La boite en fer blanc est restée posée sur un tronc d’arbre couché et ils n’en ont plus jamais parlé. Rien qu’une petite boite en fer et pourtant elle attire et repousse. De jour comme de nuit, la belle luit comme une veilleuse de phare. Elle est omniprésente dans ce jardin. Sera-t-elle ensorceleuse ? Trésor ou poison ?

Marcel brille d’envie de lui faire un sort à cette tabatière qui les suit du premier jour de leur évasion. La soupeser, la secouer, l’ouvrira puis palper, caresser ces graines volées. Mais c’est à Jean de le faire, c’était son idée à lui de cultiver ces graines de pavot transgénique ! Mais Jean depuis qu’il est là, y voit rien, y sent rien, y comprend rien, bon à rien, sauf à ramener des soucis, même dans le jardin.

Lui, Jean, quand il se pose sur le tronc de l’arbre fétiche, ça le démange, ça le titille, ça l’exaspère. Est – ce que ça ne le rendrait pas encore un peu plus fou d’y toucher à ces maudites graines ? Il avait pensé qu’elles seraient leur salut. Les sauver de quoi ? de qui ? Désormais leur rédemption, c’est ce putain de jardin, leur lupanar c’est c’te caborne en pierre, leurs alliés le soleil et la pluie sans oublier la lune qui leur embellit les nuits sans repos.

Jean et Marcel se sentent surveiller par les gens du village. Par les enfants par exemple quand ils passent à pied pour aller à l’école. Par les parents aussi quand ils prennent le car pour aller au marché le mercredi. Et surtout par le paysan d’à côté quand il emmène les bêtes au pré. Ne parlons pas des marcheurs qui en perdent leurs lacets ! Tous pire que des radars, cela ne peut que leur rappeler la ronde des surveillants à la prison !

C’est seulement à l’abri, dans la cabane, qu’ils se sentent un peu protégés, même si la porte ne ferme plus complètement. Ils ont de l’eau, un couteau, un vieux banc à latte – ils y dorment chacun leur tour – un réchaud de fortune, des allumettes, deux couvertures de cheval récupérées une nuit au manège voisin, et la Bible, chapardée au presbytère en même temps que les saintes bougies.

Au fond du jardin, Marcel s’est mis en tète de construire une arche en bois et il ferraille pour démarrer la serre. Une serre aux herbes sauvages ? Tout à coup un cri : il vient de s’entailler le pouce, une entaille bien profonde ! Le sang jaillit, s’écoule dans la terre et s’évanouit en même temps que lui? Ce qu’il croit savoir de moi ne lui apprendra rien? sont ses derniers mots, avant de se fendre le crène sur le tronc de l’arbre tabou.

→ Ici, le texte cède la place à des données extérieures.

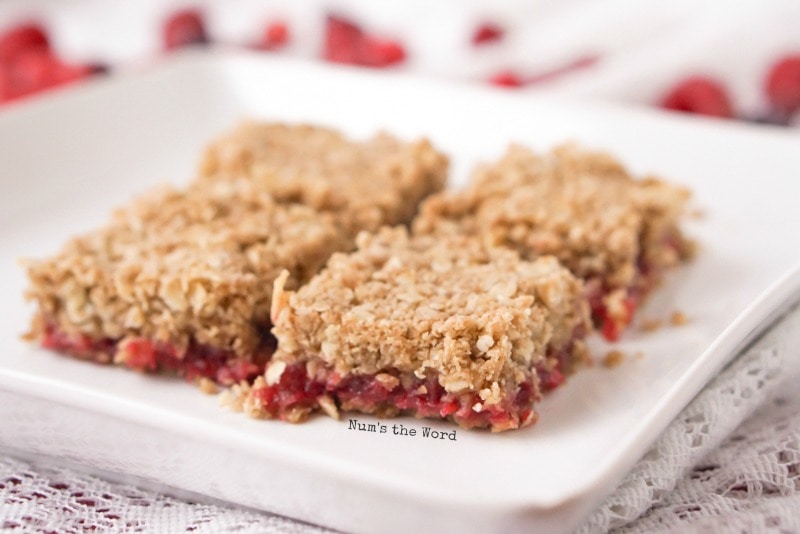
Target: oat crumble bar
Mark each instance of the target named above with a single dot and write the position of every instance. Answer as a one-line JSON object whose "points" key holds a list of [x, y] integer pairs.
{"points": [[179, 281], [617, 233], [439, 327], [364, 184]]}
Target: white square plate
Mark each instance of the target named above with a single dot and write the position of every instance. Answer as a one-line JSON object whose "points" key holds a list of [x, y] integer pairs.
{"points": [[68, 158]]}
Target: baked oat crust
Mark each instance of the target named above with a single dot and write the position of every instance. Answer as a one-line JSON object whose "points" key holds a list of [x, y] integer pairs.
{"points": [[364, 184], [478, 320], [582, 207]]}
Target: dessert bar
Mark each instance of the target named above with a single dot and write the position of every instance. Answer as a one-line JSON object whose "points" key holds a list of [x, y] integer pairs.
{"points": [[179, 281], [439, 327], [364, 184], [617, 233]]}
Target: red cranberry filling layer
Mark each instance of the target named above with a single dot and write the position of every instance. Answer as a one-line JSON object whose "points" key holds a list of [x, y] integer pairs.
{"points": [[198, 361], [405, 394]]}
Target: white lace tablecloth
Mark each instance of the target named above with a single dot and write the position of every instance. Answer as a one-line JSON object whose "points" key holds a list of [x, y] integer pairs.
{"points": [[729, 463]]}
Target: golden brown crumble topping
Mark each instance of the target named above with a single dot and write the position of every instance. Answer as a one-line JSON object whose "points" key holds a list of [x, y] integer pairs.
{"points": [[179, 265], [582, 207], [365, 184], [474, 316]]}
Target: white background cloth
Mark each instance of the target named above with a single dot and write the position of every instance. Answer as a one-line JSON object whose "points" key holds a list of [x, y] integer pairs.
{"points": [[731, 460]]}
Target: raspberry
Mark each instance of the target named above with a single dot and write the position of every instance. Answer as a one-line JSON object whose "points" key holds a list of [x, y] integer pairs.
{"points": [[30, 70], [506, 79], [699, 95], [20, 39], [487, 33], [184, 28], [783, 84], [276, 35]]}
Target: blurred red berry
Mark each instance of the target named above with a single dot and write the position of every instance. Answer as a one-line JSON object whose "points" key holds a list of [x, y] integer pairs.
{"points": [[22, 38], [30, 71], [783, 85], [276, 35], [506, 79], [184, 28], [699, 95], [342, 39], [375, 52], [487, 33], [346, 42]]}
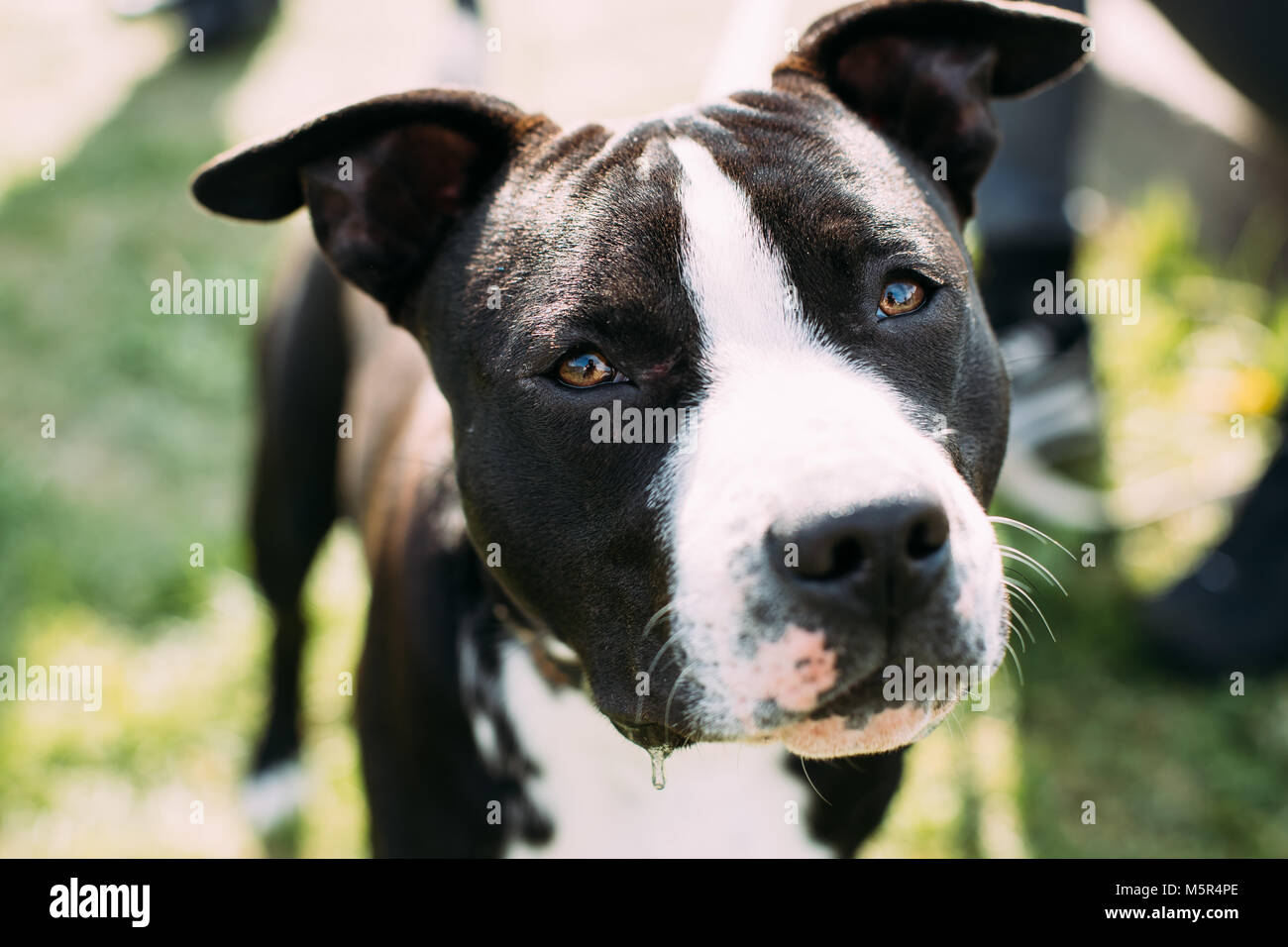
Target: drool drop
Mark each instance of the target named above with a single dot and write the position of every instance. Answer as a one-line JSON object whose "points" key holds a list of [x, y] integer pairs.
{"points": [[658, 754]]}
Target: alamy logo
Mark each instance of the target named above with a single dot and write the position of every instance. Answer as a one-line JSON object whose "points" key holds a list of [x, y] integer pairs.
{"points": [[1061, 296], [68, 684], [923, 684], [635, 425], [75, 899], [175, 296]]}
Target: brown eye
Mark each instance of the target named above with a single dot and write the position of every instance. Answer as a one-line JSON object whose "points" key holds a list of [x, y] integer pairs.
{"points": [[901, 296], [587, 369]]}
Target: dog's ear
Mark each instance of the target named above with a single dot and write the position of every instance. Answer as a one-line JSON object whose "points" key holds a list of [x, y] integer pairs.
{"points": [[382, 179], [922, 72]]}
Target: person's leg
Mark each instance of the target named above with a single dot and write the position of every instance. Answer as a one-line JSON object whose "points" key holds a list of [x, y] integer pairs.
{"points": [[1229, 613]]}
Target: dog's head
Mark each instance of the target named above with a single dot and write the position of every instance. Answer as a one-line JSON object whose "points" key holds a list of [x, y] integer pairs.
{"points": [[722, 388]]}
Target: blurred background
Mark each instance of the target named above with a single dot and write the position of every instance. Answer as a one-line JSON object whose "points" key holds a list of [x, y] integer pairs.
{"points": [[155, 421]]}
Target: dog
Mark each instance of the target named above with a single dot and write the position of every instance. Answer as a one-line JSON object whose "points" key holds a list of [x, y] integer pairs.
{"points": [[777, 283]]}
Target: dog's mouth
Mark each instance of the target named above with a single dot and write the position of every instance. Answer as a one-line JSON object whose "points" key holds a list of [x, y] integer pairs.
{"points": [[862, 715]]}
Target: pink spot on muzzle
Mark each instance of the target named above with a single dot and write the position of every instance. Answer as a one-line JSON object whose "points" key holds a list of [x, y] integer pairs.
{"points": [[795, 671]]}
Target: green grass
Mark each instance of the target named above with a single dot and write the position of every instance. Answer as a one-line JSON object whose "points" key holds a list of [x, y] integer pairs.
{"points": [[151, 455]]}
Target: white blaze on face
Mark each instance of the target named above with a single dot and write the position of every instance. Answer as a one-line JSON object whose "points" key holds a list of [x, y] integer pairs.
{"points": [[787, 428]]}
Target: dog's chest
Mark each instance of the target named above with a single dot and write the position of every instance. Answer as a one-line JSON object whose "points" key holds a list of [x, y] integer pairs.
{"points": [[720, 799]]}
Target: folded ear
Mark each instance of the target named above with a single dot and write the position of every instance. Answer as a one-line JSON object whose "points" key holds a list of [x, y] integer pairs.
{"points": [[922, 72], [382, 179]]}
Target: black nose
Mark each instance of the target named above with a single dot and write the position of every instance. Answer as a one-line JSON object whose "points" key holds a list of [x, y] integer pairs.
{"points": [[884, 558]]}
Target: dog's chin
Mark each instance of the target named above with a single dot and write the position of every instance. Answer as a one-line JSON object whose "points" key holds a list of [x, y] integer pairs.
{"points": [[888, 729]]}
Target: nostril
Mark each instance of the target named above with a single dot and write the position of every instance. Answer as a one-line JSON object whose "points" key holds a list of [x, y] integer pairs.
{"points": [[846, 558], [927, 535]]}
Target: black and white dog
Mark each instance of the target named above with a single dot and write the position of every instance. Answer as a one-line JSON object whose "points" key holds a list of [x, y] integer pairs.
{"points": [[785, 273]]}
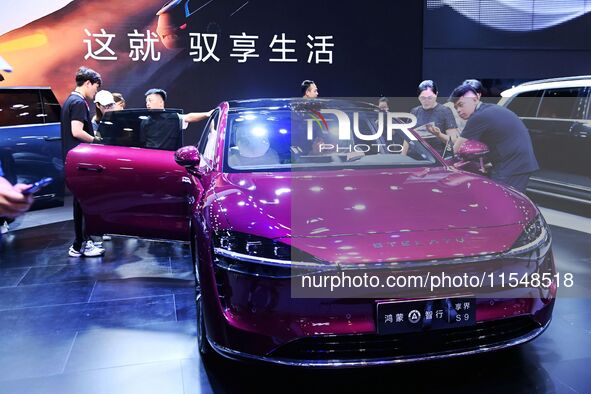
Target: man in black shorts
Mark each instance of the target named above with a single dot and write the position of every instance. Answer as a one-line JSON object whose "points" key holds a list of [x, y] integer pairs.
{"points": [[77, 128]]}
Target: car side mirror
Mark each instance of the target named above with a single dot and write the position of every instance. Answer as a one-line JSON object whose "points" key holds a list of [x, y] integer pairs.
{"points": [[471, 155], [188, 157], [472, 150]]}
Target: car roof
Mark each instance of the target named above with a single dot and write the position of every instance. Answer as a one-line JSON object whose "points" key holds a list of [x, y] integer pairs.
{"points": [[24, 87], [552, 83], [296, 102]]}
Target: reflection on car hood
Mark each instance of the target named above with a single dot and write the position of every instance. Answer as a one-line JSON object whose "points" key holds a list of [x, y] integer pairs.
{"points": [[354, 202]]}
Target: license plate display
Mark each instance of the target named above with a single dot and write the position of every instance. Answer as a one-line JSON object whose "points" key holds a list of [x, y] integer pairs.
{"points": [[398, 317]]}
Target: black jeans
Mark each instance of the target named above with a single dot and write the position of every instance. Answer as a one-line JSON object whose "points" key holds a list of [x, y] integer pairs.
{"points": [[79, 226]]}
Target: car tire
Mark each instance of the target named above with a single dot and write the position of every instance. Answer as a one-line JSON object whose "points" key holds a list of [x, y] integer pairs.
{"points": [[203, 345]]}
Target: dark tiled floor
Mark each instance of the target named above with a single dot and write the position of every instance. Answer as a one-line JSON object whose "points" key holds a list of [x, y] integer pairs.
{"points": [[125, 323]]}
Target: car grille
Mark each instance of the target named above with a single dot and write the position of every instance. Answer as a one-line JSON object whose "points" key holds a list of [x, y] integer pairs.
{"points": [[373, 346]]}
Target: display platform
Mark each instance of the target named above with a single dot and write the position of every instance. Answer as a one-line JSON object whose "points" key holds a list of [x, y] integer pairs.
{"points": [[126, 323]]}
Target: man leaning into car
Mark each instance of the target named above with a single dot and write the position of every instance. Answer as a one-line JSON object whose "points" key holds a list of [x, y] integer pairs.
{"points": [[511, 149]]}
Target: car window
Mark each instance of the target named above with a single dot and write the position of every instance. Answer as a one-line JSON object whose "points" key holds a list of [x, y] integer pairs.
{"points": [[51, 107], [564, 103], [283, 140], [208, 142], [20, 107], [153, 129], [526, 104]]}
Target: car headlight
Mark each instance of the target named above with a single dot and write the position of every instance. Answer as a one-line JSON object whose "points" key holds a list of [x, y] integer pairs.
{"points": [[247, 248], [534, 236]]}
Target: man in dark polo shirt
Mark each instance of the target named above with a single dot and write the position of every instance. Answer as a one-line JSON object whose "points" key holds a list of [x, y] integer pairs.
{"points": [[435, 115], [511, 150], [77, 128]]}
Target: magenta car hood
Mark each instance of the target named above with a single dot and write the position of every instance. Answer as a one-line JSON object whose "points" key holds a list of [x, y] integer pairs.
{"points": [[431, 206]]}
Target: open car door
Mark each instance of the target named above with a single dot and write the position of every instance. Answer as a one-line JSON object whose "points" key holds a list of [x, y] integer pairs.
{"points": [[130, 184]]}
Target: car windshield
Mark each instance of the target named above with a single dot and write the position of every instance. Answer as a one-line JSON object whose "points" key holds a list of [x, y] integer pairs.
{"points": [[281, 140], [142, 128]]}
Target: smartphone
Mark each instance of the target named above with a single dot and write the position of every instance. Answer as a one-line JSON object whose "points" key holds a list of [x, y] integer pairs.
{"points": [[35, 187]]}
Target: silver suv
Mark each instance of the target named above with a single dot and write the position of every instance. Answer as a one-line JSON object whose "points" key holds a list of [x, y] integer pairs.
{"points": [[556, 112]]}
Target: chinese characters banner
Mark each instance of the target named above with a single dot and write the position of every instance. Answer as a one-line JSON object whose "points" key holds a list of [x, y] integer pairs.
{"points": [[204, 52]]}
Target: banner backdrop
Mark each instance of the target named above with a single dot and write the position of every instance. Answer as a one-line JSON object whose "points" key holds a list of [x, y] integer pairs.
{"points": [[205, 52]]}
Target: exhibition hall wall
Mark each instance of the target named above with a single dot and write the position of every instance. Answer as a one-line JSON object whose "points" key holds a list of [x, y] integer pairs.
{"points": [[205, 52], [505, 42]]}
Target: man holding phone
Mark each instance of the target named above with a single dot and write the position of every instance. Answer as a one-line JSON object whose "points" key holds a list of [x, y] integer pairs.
{"points": [[12, 201], [77, 128]]}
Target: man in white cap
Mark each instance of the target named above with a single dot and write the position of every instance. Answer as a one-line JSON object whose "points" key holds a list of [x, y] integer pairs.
{"points": [[104, 102]]}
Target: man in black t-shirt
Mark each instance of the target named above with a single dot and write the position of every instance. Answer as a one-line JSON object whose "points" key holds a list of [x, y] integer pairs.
{"points": [[511, 150], [434, 115], [76, 128]]}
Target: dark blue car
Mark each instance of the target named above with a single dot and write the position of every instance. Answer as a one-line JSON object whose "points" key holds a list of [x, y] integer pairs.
{"points": [[30, 141]]}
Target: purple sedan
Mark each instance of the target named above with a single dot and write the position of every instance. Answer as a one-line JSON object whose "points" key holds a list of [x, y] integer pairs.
{"points": [[328, 234]]}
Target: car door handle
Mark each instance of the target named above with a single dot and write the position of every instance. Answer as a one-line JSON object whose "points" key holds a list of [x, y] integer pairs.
{"points": [[91, 167]]}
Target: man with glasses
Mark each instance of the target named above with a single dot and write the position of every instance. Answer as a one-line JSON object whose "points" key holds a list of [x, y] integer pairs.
{"points": [[434, 115]]}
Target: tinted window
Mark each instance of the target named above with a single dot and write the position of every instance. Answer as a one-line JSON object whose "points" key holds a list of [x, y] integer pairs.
{"points": [[208, 141], [51, 107], [18, 107], [142, 128], [283, 140], [526, 104], [566, 103]]}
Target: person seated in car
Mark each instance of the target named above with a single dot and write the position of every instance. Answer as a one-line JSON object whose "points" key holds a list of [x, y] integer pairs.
{"points": [[252, 148]]}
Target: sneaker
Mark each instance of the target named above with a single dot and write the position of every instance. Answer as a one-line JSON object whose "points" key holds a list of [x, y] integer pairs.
{"points": [[73, 252], [91, 250]]}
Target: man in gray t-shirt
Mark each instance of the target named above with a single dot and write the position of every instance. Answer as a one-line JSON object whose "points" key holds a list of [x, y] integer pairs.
{"points": [[431, 113]]}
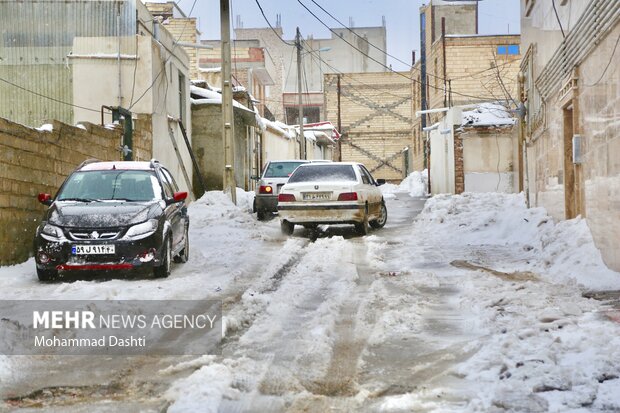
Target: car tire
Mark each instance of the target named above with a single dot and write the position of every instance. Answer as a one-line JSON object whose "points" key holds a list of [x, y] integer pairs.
{"points": [[380, 222], [362, 227], [163, 270], [287, 227], [183, 256], [47, 275]]}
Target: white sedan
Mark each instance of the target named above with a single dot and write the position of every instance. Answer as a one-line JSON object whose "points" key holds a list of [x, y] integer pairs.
{"points": [[332, 193]]}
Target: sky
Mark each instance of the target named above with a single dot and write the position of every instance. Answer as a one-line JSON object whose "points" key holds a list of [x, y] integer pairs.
{"points": [[402, 19]]}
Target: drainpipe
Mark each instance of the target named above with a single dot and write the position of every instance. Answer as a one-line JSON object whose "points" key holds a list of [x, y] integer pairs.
{"points": [[118, 34]]}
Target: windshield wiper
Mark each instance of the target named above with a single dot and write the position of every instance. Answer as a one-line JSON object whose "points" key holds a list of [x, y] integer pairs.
{"points": [[79, 199]]}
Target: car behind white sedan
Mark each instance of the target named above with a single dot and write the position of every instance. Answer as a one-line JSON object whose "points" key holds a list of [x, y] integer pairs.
{"points": [[332, 193]]}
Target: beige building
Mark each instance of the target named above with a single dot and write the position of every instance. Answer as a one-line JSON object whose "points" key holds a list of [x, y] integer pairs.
{"points": [[473, 150], [373, 114], [458, 66], [573, 100], [319, 56]]}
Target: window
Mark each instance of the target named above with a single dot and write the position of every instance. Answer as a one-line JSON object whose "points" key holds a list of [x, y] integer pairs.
{"points": [[182, 97], [323, 173], [512, 49]]}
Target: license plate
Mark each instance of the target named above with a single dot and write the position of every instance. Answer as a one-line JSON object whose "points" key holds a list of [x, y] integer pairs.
{"points": [[317, 196], [92, 249]]}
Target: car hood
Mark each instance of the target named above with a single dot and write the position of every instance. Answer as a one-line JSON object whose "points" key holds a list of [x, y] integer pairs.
{"points": [[101, 214]]}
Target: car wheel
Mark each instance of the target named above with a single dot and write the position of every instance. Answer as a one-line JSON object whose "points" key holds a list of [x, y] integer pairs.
{"points": [[362, 227], [163, 270], [47, 275], [184, 253], [380, 222], [287, 227]]}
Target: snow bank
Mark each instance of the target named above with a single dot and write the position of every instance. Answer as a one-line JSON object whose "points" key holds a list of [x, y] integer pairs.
{"points": [[488, 114], [415, 184], [565, 251]]}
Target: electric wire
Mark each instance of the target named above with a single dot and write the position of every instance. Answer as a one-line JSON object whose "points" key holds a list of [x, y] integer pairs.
{"points": [[607, 66], [48, 97], [270, 26], [383, 65]]}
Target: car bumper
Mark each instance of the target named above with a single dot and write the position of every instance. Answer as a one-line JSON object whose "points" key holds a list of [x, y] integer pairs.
{"points": [[322, 213], [140, 255], [267, 203]]}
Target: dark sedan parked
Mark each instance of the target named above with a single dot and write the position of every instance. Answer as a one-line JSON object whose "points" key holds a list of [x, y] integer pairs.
{"points": [[113, 216]]}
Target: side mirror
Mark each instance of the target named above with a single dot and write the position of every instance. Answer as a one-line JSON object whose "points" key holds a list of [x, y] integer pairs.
{"points": [[45, 199], [179, 196]]}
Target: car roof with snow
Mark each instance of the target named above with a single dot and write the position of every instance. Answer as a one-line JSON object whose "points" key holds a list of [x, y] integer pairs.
{"points": [[289, 160], [112, 165]]}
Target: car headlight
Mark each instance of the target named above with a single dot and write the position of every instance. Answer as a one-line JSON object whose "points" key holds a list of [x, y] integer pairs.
{"points": [[142, 230], [52, 233]]}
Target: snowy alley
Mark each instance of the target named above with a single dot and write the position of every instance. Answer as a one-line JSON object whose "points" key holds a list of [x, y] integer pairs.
{"points": [[469, 303]]}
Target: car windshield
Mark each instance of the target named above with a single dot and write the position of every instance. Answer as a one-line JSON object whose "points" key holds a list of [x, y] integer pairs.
{"points": [[111, 185], [281, 169], [323, 173]]}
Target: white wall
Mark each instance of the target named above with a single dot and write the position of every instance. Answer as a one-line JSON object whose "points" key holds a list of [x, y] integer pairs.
{"points": [[442, 162]]}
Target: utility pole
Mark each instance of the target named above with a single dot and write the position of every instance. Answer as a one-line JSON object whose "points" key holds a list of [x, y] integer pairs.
{"points": [[339, 122], [302, 150], [228, 132]]}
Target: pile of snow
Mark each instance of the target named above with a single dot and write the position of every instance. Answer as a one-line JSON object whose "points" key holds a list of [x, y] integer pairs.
{"points": [[415, 184], [565, 250], [488, 114], [47, 127]]}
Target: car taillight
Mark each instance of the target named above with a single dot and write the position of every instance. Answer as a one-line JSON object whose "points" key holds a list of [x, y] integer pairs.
{"points": [[347, 196], [286, 198]]}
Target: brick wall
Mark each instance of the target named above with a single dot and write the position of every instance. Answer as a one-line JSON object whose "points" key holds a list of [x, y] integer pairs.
{"points": [[33, 161], [459, 169], [375, 110]]}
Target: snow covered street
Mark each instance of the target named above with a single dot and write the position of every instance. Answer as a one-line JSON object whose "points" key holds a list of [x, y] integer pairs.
{"points": [[468, 303]]}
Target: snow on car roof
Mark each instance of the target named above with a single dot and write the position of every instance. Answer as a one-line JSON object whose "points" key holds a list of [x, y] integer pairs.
{"points": [[108, 166]]}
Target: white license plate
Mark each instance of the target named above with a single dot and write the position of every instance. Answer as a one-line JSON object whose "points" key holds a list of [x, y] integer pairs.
{"points": [[92, 249], [317, 196]]}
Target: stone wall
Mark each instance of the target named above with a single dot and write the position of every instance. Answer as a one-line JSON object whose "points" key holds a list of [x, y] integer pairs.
{"points": [[34, 161]]}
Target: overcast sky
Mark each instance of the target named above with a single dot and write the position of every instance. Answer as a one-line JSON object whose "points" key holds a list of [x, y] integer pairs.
{"points": [[402, 19]]}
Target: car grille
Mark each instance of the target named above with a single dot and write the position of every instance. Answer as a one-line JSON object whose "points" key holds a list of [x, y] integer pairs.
{"points": [[94, 235]]}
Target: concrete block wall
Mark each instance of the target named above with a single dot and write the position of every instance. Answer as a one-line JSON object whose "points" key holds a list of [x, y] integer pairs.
{"points": [[376, 118], [33, 161]]}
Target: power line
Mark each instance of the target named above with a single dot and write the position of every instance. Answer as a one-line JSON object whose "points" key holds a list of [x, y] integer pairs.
{"points": [[268, 23], [361, 37], [608, 64], [48, 97], [380, 63], [174, 46]]}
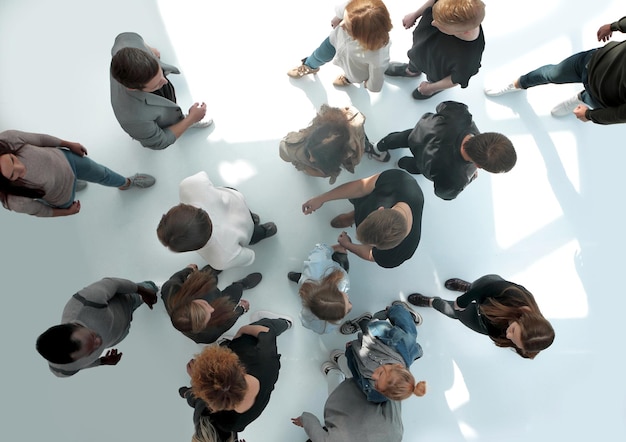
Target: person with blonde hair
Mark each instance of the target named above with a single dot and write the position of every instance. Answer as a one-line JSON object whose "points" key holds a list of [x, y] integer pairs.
{"points": [[236, 380], [379, 359], [503, 310], [387, 212], [359, 44], [448, 45], [348, 415], [323, 288], [198, 309], [335, 139]]}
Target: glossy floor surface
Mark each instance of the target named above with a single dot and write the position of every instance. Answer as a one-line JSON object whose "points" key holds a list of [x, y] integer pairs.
{"points": [[553, 224]]}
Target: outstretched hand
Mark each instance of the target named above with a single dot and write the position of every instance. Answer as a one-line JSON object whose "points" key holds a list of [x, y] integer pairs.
{"points": [[112, 357], [311, 205], [604, 33]]}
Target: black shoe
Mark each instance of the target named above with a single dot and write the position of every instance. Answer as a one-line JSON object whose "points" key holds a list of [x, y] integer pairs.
{"points": [[383, 157], [294, 276], [270, 229], [419, 300], [417, 318], [250, 281], [341, 259], [396, 69], [408, 164], [352, 326], [419, 96], [457, 285]]}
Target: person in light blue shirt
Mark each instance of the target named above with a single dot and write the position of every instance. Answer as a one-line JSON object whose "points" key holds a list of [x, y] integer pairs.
{"points": [[323, 287]]}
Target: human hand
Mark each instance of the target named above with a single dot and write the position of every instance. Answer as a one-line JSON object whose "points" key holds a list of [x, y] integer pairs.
{"points": [[245, 304], [76, 148], [339, 248], [312, 205], [425, 88], [580, 112], [344, 239], [197, 112], [112, 357], [190, 366], [604, 33], [147, 295], [409, 20], [74, 208]]}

Jean n’entend rien et ne se doute de rien. Il a ouvert la Bible à la page de l’exode et s’est lancé dans la lecture de cet odyssée, il en est médusé. Les saintes écritures l’emmènent dans un voyage sans limites ou il s’engouffre, sans soucis.

Octobre 2015

 

 

 

En écoutant Sylvia Petrovic en langue croate

La Terre est promise à ceux qui se hasarderont
A la regarder, à la toucher, à l’entendre, à la sentir,
A la respecter, alors
s’émouvoir sera source de beautés et d’alliances.